Posted April 29Apr 29 comment_93990 Hi all, I'm a fairly new tech and I have a question regarding testing methods on patients that are actively on DARA. My hospital currently uses gel as its primary testing method. DARA patients, of course, are panreactive 1-2+ throughout both in the ABSC and the ABID panel. My current policy is to perform a DTT-treated screen and treat units if they need a transfusion. We provide K matched units and perform AHG XMs on treated RBCs. Many of these patients are surprise patients and there is frustration from providers when we tell them that the work up will take a few hours. I never want to jeopardize patient safety, however, I'm wondering if there is a more efficient way to work up patients on DARA. Is it possible to repeat the ABSC in tube using both PEG and LISS? I have found that some PEG and LISS screens are negative. Would having 2 negative ABSCs in tube support that the reactivity in gel is interference from DARA?
April 29Apr 29 comment_93993 My experience with DARA patients is panagglutination with tube testing, both in LISS and PEG. This may be manufacturer dependent. For a first time patient we need to serologically explain the gel reactivity even if the tube was negative. For subsequent visits negative reactivity in tube would be sufficient. I suggest you discuss with your pathologist to see what they are willing to accept. Other BB have different policies with regards to DARA patients, which I hope will be described.
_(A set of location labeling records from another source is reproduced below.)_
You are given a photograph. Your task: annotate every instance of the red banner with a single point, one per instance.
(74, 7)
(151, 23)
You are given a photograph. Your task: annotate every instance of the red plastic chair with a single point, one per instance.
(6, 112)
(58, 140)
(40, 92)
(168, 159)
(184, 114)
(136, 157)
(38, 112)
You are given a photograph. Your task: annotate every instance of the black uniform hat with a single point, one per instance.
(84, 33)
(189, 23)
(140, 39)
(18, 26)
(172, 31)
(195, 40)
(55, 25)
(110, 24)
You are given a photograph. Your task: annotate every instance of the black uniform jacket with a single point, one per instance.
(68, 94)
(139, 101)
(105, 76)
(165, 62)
April 29Apr 29 comment_94001 We have educated our multiple myeloma specialists to send a type and screen before administering the first dose of a daratumumab (Darzalex). Our standard operating procedure is to have a panel of three cord blood cells (we have a large OB service) that is a laboratory developed test of sorts. Cord cells do not express CD38 at interfering levels. As it turns out we have made more of an issue of this than it warrants. Patients who have negative antibody screens essentially never develop new antibodies to red cells after being started on daratumumab probably because it potential inhibits B cells function. Minimal B cell function apparently yields little ability to make antibodies to red cell antigens, which are relatively weak alloantigens, especially when there is no adjuvant or inflammation in the recipient. That said, a manufacturer is making a soluble CD38 analog that will inhibit the anti-CD38 activity and make testing easier from what I've read. DTT treatment is also reasonable. But the good news is that patients on this drug do not make new antibodies. There are literature references to this, and we have probably tested about 500 patients with no new alloantibodies. Mostly non-transfused patients, obviously.
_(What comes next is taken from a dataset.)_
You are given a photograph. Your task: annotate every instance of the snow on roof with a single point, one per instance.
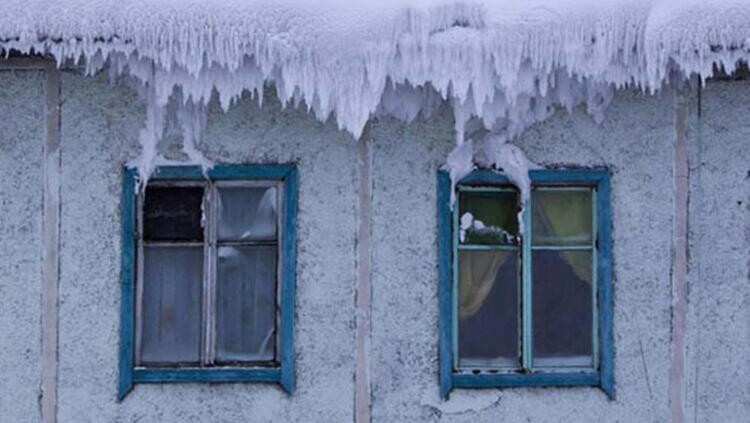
(507, 62)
April 29Apr 29 comment_94005 Once our patients show panreactivity in GEL, we automatically switch them to PEG screens which are negative 95% of the time. We stop doing gel all together. We don't test with DTT treated cells until the PEG screen comes up pos. Then, if the screen is NEG with DTT treated cells, we give K neg units with a signed release.
April 29Apr 29 Author comment_94013 @Bet'naSBB Thank you. This is what I think our workflow should be as well. I’ll consult with management.
May 6May 6 comment_94176 We sometimes find them negative in PEG. If that or a DTT treated screen is negative, we give units as electronic crossmatched (K matched if DTT used). Anti-CD38 is not a clinically significant antibody, and we have a negative DTT screen we can turn out which makes the computer happy.
May 12May 12 comment_94275 On 4/29/2025 at 7:46 AM, Neil Blumberg said: a manufacturer is making a soluble CD38 analog that will inhibit the anti-CD38 activity and make testing easier from what I've read. Can we purchase this in the US yet? What company is making it?
May 13May 13 comment_94299 Not yet available. Being developed by Grifols. Probably months to a year away from FDA approval. You can contact them about becoming a testing site for licensure I'd guess. Until it's licensed you won't be able to use it in patient care, just research/validation.
June 10Jun 10 comment_94759 Is anyone performing their patient testing as described in the attached paper? Uses a lower concentration of DTT in gel that does not denature Kell, Lutheran, Cartwright, and JMH antigens but yet still eliminates the panagglutination due to anti-CD38. DTT gel testing (DARA) New Method.pdf
Friday at 12:41 PM5 days comment_94809 On 4/28/2025 at 6:43 PM, Loony said:Hi all, I'm a fairly new tech and I have a question regarding testing methods on patients that are actively on DARA. My hospital currently uses gel as its primary testing method. DARA patients, of course, are panreactive 1-2+ throughout both in the ABSC and the ABID panel. My current policy is to perform a DTT-treated screen and treat units if they need a transfusion. We provide K matched units and perform AHG XMs on treated RBCs. Many of these patients are surprise patients and there is frustration from providers when we tell them that the work up will take a few hours. I never want to jeopardize patient safety, however, I'm wondering if there is a more efficient way to work up patients on DARA. Is it possible to repeat the ABSC in tube using both PEG and LISS? I have found that some PEG and LISS screens are negative. Would having 2 negative ABSCs in tube support that the reactivity in gel is interference from DARA? How do you match for K on DTT treated cells?